Bordeaux is three hours from Paris by TGV — one of the great train journeys in France. The city has transformed over the past two decades. The old port district is now beautifully restored, lined with grand 18th-century stone buildings. The wine bars near the Marché des Capucins are excellent, and the city is thoroughly walkable.

Spend one full day in Bordeaux, then hire a car and head east into the Dordogne Valley. The Dordogne is medieval France at its most photogenic — cliff-top castles, river bends, golden stone villages, and markets that have run the same way for centuries.

The village of Rocamadour clings to a limestone cliff above the Alzou valley. The market town of Sarlat-la-Canéda has barely changed since the 15th century. Both are worth the detour from Bordeaux.
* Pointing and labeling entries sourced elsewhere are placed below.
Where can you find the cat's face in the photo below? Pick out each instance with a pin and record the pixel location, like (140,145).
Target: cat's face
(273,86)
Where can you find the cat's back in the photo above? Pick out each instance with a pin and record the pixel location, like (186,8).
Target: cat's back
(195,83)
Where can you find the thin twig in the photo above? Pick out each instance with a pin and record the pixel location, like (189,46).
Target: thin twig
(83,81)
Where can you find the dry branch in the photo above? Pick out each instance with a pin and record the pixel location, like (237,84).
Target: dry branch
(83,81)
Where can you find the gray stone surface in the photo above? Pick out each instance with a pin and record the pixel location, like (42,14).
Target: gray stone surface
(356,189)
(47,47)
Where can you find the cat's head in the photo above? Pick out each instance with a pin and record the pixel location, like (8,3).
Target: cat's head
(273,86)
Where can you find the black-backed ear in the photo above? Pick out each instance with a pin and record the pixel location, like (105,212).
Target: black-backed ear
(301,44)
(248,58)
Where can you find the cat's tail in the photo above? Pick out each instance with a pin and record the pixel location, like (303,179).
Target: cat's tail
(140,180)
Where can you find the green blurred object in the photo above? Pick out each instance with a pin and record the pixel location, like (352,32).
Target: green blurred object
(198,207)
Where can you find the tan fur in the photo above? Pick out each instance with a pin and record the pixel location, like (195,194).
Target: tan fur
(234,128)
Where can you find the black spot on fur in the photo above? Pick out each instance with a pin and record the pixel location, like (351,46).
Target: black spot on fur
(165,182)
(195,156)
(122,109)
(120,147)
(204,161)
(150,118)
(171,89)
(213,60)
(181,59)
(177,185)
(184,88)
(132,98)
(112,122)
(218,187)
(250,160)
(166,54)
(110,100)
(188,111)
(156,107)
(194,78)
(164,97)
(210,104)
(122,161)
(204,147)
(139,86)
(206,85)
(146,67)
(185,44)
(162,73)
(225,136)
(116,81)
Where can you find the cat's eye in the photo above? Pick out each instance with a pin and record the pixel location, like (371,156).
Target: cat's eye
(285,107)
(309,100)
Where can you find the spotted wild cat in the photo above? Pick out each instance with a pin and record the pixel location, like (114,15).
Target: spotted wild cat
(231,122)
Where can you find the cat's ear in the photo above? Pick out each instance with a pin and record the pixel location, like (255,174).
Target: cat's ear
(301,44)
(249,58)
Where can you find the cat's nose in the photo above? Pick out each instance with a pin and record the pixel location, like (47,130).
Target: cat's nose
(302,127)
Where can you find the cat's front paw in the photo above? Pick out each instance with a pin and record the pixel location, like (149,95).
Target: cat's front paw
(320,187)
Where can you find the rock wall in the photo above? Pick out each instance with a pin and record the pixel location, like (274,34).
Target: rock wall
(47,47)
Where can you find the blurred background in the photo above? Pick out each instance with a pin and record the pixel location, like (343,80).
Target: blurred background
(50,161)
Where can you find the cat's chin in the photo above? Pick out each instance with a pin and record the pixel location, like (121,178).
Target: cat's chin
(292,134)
Our Bordeaux travel guide covers the best neighbourhoods, wine excursions, and day trips from the city.

Days 10–12: Provence

From Bordeaux, take the train east to Avignon or Marseille and make your base somewhere in Provence. Avignon works well as a hub — it has the remarkable Palais des Papes, connects easily by train to the rest of France, and sits within reach of the Luberon villages that appear on most France bucket lists.

If you travel in June or July, the lavender fields around Valensole and in the Luberon are in full bloom. Outside those months, Provence still delivers. The light, the markets, the rosé, the food — this is a place that rewards travellers who stay long enough to slow down.

Gordes, Roussillon, and Bonnieux are the three Luberon villages most worth visiting. None of them takes more than two hours to explore, but each one rewards a full afternoon if you stop for lunch and take the back roads between them.

See our Provence travel guide for a full breakdown of where to stay, what to see, and how to time your visit around the lavender season.

Days 13–14: The French Riviera

From Provence, head south to the coast. Nice is the natural base on the French Riviera — it has an international airport (useful for flying home), a lively old town with excellent restaurants, a proper beach, and easy access to the villages along the coast.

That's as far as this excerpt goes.